Enterré au cimetière de Third Creek, sa tombe porte ces mots : « A la mémoire de Peter Stuart Ney, natif de France et soldat de la Révolution française sous Napoléon Bonaparte. Il a quitté cette vie le 15 novembre 1846, âgé de 77 ans. »
Relevant un certain nombre d’erreurs concernant le véritable Ney dans les récits et les souvenirs du Ney d’outre-Atlantique, Bernard Boringe écrit :
« Toutes ces erreurs seraient invraisemblables si elles étaient tombées de la plume du «brave des braves». Mais le plus extraordinaire est sans doute la façon dont Peter Stuart Ney raconte la pseudo-fusillade de l’Observatoire. Comment imaginer qu’un tel secret ait été gardé par les soldats d’exécution ? Comment personne n’aurait-il vu que ces hommes tiraient par-dessus la tête du condamné ? Comment supposer qu’aucun des curieux ayant défilé devant le corps du maréchal, à l’hospice de la Maternité, ne se soit aperçu qu’il y avait eu substitution du cadavre ? Un dernier argument s’impose. Après la révolution de juillet, Louis-Philippe se montra favorable aux Bonapartistes et se plut à rendre leurs pensions aux vieux serviteurs de Napoléon. Le président du Conseil, Jacques Laffitte, maria sa fille au jeune prince de la Moskowa, fils du «brave des braves». Certains députés demandèrent même qu’on transportât au Panthéon la dépouille du maréchal Ney. Pourquoi celui-ci, s’il avait alors été en Amérique, n’aurait-il pas traversé l’Océan pour revoir sa famille et recevoir à Paris les hommages de tous les partisans de Napoléon ? »
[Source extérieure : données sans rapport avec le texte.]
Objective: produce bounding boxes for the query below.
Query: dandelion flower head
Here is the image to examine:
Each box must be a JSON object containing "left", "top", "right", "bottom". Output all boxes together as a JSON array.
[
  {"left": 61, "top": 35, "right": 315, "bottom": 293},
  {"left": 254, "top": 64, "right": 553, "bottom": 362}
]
Reste que le Ney d’outre-Atlantique était à coup sûr un ancien soldat. Qui avait connu les guerres de l’Empire. Et qui avait reçu de graves blessures – notamment à la tête – au combat. Expliquent-elles une éventuelle mythomanie accentuée par un goût exagéré du whiskey ? Il n’empêche qu’en 1946, les habitants du Third Creek firent une grande cérémonie pour le centième anniversaire de sa mort. Et que le 4 février 1909 mourut à Saltillo, Indiana, un centenaire nommé E.M.C. Neyman, docteur de son état et qui disait descendre du maréchal Ney :
— Je suis né en France, à Paris, le 2 février 1808. Ma mère se nommait Aglaé Auguié et j’étais le troisième de quatre enfants. Je me rappelle encore Waterloo, j’avais quatre ans, qui détruisit notre foyer.
Il expliquait encore qu’une fois installé en Amérique, son père l’avait envoyé à Baltimore faire ses études de médecine. A cette date, Peter Stuart Ney était bien maître d’école dans un village des Carolines. Le vieillard de Saltillo parlait, du reste, rarement de ses origines de peur de nuire au reste de sa famille restée en France. Nul ne mit en doute sa parole. Après sa mort, il eut droit à une pierre tombale sur laquelle étaient gravés ses mots : «
 E.M.C. Neyman. Originaire de France. Fils du maréchal Ney. »
Le docteur Neyman eut une descendance. Son fils, épicier dans une petite ville du Texas, eut deux filles. Il donna à l’une d’elles le prénom d’Aglaé, prénom qui, faut-il le rappeler, était celui de la princesse de la Moskowa…


Alain Sanders


(1) Sous le nom d’Osman Pacha, il servit plus tard dans l’armée de Mehmet Ali.